It’s quite possible that a Tory toady is in the government whips’ office being briefed on the wording of a question for the prime minister about the latest employment figures as you read this.
The headline numbers for the three months to the end of April do indeed look good, and with Theresa May now losing ministers over her disastrous handling of Brexit, she could surely use something to smile about.
Beyond those headlines, however, there is plenty for the opposition to get their teeth into.
Let me explain: economists had predicted that wage growth would remain flat at 2.9 per cent over the period in question. It actually fell to 2.8 per cent.
That’s still ahead of inflation – 2.4 per cent currently with an updated figure due today – so people’s living standards are showing improvement.
But the rate of it is only very modest and it bears repeating that inflation was up at 3.1 per cent as recently as November.
That serves to underline the most important takeaway from these figures, one that the PM won’t welcome a reminder of. If wage growth is only barely running ahead of inflation at a time of record employment, labour shortages across various sectors of the economy and low unemployment, what happens if, sorry, when that situation changes?
It might soon be about to. The official figures tell us only what has happened, not what is going to happen. An indication of that was provided via the publication of the closely watched quarterly ManpowerGroup Employment Outlook Survey, which polls more than 2,000 employers.

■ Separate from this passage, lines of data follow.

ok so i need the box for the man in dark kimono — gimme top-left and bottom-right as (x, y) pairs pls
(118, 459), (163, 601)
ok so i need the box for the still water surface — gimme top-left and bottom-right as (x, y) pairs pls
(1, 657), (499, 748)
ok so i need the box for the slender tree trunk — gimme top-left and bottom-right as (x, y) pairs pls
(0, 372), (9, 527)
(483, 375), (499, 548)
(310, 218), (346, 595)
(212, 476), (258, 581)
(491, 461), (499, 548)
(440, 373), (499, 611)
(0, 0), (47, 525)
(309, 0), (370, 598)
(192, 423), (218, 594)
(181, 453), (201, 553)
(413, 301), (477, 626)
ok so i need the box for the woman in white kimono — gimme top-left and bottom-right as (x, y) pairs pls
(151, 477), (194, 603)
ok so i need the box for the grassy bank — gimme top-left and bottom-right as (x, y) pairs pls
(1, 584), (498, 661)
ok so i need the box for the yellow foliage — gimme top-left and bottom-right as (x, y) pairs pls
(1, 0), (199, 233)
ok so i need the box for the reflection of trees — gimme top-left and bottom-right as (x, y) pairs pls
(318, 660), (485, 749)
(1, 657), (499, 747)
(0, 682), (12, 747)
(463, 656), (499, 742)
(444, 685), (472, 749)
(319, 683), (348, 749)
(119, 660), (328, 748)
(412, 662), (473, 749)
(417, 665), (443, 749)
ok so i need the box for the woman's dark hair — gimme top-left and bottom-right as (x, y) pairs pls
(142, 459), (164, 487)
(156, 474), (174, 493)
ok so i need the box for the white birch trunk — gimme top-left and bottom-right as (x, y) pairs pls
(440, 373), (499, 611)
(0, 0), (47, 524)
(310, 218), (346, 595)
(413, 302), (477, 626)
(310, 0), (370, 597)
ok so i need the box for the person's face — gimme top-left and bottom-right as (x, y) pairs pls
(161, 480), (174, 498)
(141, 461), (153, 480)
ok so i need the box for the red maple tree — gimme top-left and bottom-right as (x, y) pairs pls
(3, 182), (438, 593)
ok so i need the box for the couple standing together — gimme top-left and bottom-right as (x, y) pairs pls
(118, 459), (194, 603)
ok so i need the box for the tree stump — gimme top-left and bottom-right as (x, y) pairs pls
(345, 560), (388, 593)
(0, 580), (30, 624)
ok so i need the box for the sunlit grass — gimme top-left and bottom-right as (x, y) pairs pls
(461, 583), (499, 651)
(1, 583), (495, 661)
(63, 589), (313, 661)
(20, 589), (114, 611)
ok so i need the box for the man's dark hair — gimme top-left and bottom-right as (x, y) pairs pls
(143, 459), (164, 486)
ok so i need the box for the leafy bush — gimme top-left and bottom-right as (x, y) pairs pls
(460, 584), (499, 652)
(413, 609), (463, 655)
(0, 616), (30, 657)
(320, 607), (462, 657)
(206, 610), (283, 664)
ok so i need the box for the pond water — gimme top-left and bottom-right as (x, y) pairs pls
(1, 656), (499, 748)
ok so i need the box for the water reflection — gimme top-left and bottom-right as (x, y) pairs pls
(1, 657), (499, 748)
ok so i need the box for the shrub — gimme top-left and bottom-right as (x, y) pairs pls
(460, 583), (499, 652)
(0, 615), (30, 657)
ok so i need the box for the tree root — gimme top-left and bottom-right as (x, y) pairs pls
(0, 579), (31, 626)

This study found that hiring confidence in the UK’s business and financial services sector has sunk into negative territory for the first time in nearly a decade, with a net of minus 1 per cent for this crucial part of the UK economy, which indicates job cuts may be on the way.
The overall nationwide outlook looks a little better at plus 4 per cent, but that still represents its lowest level since 2012, when the economy was mired in gloom.

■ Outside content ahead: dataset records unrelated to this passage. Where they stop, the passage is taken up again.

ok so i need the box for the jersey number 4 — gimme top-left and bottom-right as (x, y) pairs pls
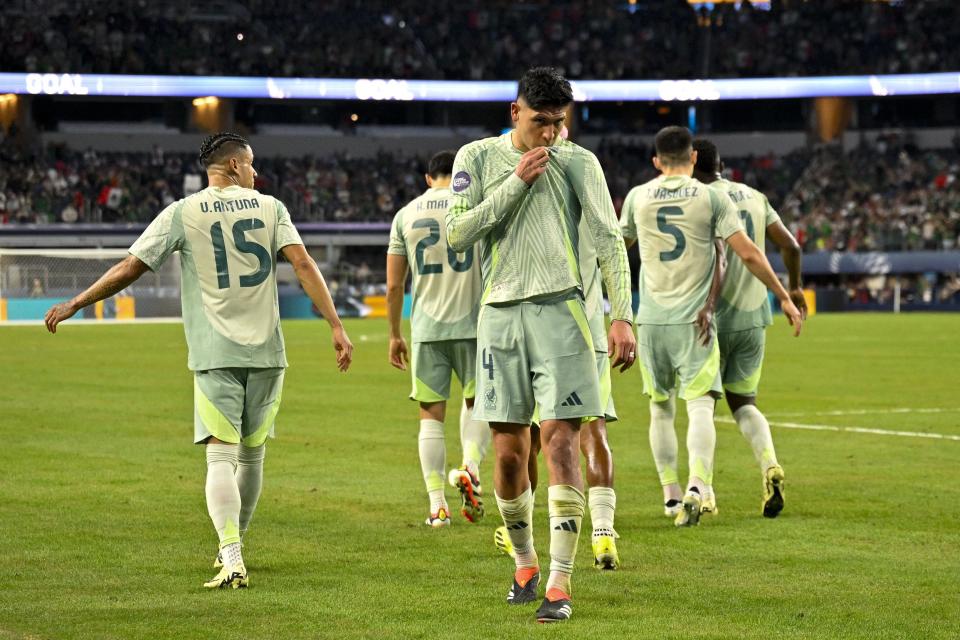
(210, 219), (271, 289)
(412, 219), (473, 275)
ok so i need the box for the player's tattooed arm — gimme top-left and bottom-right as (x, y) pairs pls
(696, 239), (726, 347)
(45, 255), (150, 333)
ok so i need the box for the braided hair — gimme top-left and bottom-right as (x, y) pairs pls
(198, 132), (250, 169)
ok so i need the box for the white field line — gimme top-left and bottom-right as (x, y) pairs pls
(767, 408), (960, 417)
(715, 416), (960, 442)
(0, 318), (183, 326)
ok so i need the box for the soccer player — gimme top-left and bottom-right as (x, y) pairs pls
(446, 67), (636, 623)
(44, 132), (354, 589)
(386, 150), (489, 528)
(620, 126), (802, 528)
(692, 137), (806, 517)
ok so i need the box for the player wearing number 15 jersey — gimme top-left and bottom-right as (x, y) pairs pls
(44, 133), (354, 589)
(386, 150), (489, 528)
(620, 126), (802, 528)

The survey data follows hot on the heels of the dismal official figures concerning manufacturing output in April, showing an unexpected 1.4 per cent fall, the steepest for five years.

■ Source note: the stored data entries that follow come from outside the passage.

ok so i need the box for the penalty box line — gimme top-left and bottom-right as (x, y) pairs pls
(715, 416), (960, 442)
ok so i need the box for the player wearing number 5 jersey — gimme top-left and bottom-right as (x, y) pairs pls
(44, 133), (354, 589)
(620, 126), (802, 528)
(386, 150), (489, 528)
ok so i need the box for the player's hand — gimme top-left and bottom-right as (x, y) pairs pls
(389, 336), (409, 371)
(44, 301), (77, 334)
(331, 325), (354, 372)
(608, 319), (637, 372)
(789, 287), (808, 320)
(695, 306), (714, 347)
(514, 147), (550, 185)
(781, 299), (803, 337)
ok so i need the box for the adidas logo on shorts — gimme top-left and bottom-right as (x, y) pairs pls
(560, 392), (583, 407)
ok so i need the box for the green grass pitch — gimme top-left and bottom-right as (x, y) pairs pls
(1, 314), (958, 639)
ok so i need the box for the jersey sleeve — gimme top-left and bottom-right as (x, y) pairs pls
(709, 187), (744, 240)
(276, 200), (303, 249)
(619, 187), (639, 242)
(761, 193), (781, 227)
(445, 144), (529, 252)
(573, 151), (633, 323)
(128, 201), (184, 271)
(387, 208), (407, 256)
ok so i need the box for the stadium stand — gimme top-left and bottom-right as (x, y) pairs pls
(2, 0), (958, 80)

It bears repeating that Britain is currently still a member of the European Union, with all the benefits of the single market, the customs union, frictionless free trade around the continent and privileged trading arrangements with a raft of external countries.
Things could obviously get nasty very quickly when that is removed, especially if the government’s floundering efforts fail to secure a workable deal, which looks increasingly likely. You don’t have to take my word for it, however. Just check out the modelling done by the Department for Exiting the European Union.
A recent TUC analysis showed that real wages are still worth £24 a week less than they were before the financial crisis of 2008 struck. They are not forecast to return to their pre-crash level until 2025, representing their slowest recovery in two centuries, under a period of mostly Conservative rule.
So Ms May really has nothing at all to gloat about. The whips would be advised to supply their chosen lickspittle with an alternative subject.